Plaintiff was infracted and as the infraction would change his custody level he was transferred to facility with a higher custody grade. Defendants allege all legal work except documents belonging to other inmates has been returned. Defendants further allege plaintiff was found guilty of the infraction and lost 30 days good conduct time (Dkt # 28, page exhibit 3, attachment 1). On September 13, 2007, plaintiff was transferred to the Washington State Penitentiary. Defendants aver all of Mr. Rivera's property was transferred to the Penitentiary on September 21, 2007 (Dkt # 28, page 4).
Defendants argue the Prison Litigation Reform Act 18 U.S.C. § 3626(a)(1)(A) prohibits granting injunctive relief in this case (Dkt. # 28, page 4).
A. Standard of review
The basic function of injunctive relief is to preserve thestatus quo ante litem pending a determination of the action on the merits. Los Angeles Memorial Coliseum Com'n v. National Football League, 634 F.2d 1197, 1200 (9th Cir. 1980). A party seeking injunctive relief must fulfill one of two standards, the "traditional" or the "alternative." Cassim v. Bowen, 824 F.2d 791, 795 (9th Cir. 1987).
Under the traditional standard, a court may issue preliminary relief if it finds that (1) the moving party will suffer irreparable injury if the relief is denied; (2) the moving party will probably prevail on the merits; (3) the balance of potential harm favors the moving party; and (4) the public interest favors granting relief. . . . Under the alternative standard, the moving party may meet its burden by demonstrating either (1) a combination of probable success and the possibility of irreparable injury or (2) that serious questions are raised and the balance of hardships tips sharply in its favor.Id. (citations omitted).
Plaintiff's meets neither standards and his request improperly seeks both monetary relief and restoration of good time, or a finding that good time has been improperly denied him.

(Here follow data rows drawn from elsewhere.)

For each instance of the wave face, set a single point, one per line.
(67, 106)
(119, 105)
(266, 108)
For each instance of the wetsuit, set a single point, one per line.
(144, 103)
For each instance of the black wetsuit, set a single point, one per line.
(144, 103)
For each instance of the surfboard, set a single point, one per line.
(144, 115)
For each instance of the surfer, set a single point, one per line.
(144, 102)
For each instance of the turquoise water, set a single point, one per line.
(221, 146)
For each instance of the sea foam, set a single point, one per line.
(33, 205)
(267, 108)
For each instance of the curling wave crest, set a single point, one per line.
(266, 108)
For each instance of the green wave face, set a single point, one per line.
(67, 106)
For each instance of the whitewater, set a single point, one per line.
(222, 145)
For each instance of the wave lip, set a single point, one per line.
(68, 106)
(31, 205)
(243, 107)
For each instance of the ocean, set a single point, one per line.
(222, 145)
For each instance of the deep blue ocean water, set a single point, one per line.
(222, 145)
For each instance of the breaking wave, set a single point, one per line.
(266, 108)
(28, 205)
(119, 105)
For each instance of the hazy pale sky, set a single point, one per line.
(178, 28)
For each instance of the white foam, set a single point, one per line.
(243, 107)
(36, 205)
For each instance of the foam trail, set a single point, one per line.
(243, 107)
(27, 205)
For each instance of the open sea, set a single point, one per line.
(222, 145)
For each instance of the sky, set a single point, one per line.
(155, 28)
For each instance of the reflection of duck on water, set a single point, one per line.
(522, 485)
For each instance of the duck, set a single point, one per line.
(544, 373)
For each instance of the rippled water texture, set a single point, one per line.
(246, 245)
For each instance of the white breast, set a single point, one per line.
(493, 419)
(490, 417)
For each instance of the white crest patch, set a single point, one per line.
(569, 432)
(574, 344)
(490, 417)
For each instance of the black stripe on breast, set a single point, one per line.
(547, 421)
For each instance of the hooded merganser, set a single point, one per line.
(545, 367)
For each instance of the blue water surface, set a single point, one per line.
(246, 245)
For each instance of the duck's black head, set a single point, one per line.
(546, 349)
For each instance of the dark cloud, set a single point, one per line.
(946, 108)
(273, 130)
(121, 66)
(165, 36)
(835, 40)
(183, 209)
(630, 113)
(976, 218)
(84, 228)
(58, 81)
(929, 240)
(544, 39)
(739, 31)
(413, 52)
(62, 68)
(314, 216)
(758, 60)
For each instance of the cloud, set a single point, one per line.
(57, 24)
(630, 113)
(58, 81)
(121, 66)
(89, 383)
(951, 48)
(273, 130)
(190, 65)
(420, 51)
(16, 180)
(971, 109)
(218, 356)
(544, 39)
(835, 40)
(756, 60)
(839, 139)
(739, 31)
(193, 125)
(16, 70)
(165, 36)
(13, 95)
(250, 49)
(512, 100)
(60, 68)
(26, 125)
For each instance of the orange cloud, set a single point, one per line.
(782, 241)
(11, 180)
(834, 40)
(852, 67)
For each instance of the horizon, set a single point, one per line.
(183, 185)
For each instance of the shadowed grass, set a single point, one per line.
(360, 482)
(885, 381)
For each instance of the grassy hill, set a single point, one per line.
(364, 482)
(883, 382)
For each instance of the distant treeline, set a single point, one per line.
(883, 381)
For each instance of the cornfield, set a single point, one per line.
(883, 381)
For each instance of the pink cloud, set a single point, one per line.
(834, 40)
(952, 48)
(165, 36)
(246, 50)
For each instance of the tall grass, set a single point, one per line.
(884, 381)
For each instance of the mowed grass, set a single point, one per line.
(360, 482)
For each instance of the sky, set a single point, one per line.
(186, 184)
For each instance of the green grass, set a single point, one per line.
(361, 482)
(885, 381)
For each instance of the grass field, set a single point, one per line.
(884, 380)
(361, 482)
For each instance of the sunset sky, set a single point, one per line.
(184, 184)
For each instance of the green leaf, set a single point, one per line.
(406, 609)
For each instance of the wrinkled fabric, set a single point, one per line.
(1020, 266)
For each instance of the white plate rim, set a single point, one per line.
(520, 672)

Plaintiff fails to show he will suffer any irreparable injury if he is denied relief. Further, the law in this area is well settled. Plaintiff's attempts to portray the actions of defendants and other persons as retaliation for his filing this action fails.
To state a § 1983 claim based on retaliation, plaintiff must allege (1) the type of activity engaged in was a protected right under the constitution; and (2) the State impermissibly infringed on the right to engage in the protected activity. Rizzo v. Dawson, 778 F.2d 527, 531 (9th Cir. 1985). Plaintiff also must establish that the retaliatory act does not advance legitimate penological goals, such as preserving institutional order and discipline. Id.; Barnett v. Centoni, 31 F. 3d 813, 816 (9th Cir. 1994).
Plaintiff was infracted for conduct directly relating to the orderly operation of a minimum custody facility (fired from his job for doing legal work for others in an unauthorized manner). He was given due process and found guilty of the infractions. He has lost good time and his custody has been increased. Because the actions taken further legitimate penological goals, they cannot form the bases for a claim of retaliation.
With regard to legal materials, plaintiff alleges he has not received all his material (Dkt. # 23, page 4). Plaintiff claims an address book, letters with contact information, and legal notes are still missing. The Department of Corrections avers all material except materials belonging to other inmates was forwarded to the Penitentiary on September 21, 2007. Plaintiff simply does not meet the standard for granting injunctive relief under this set of facts.
Plaintiff's motion for injunctive relief and damages should be DENIED.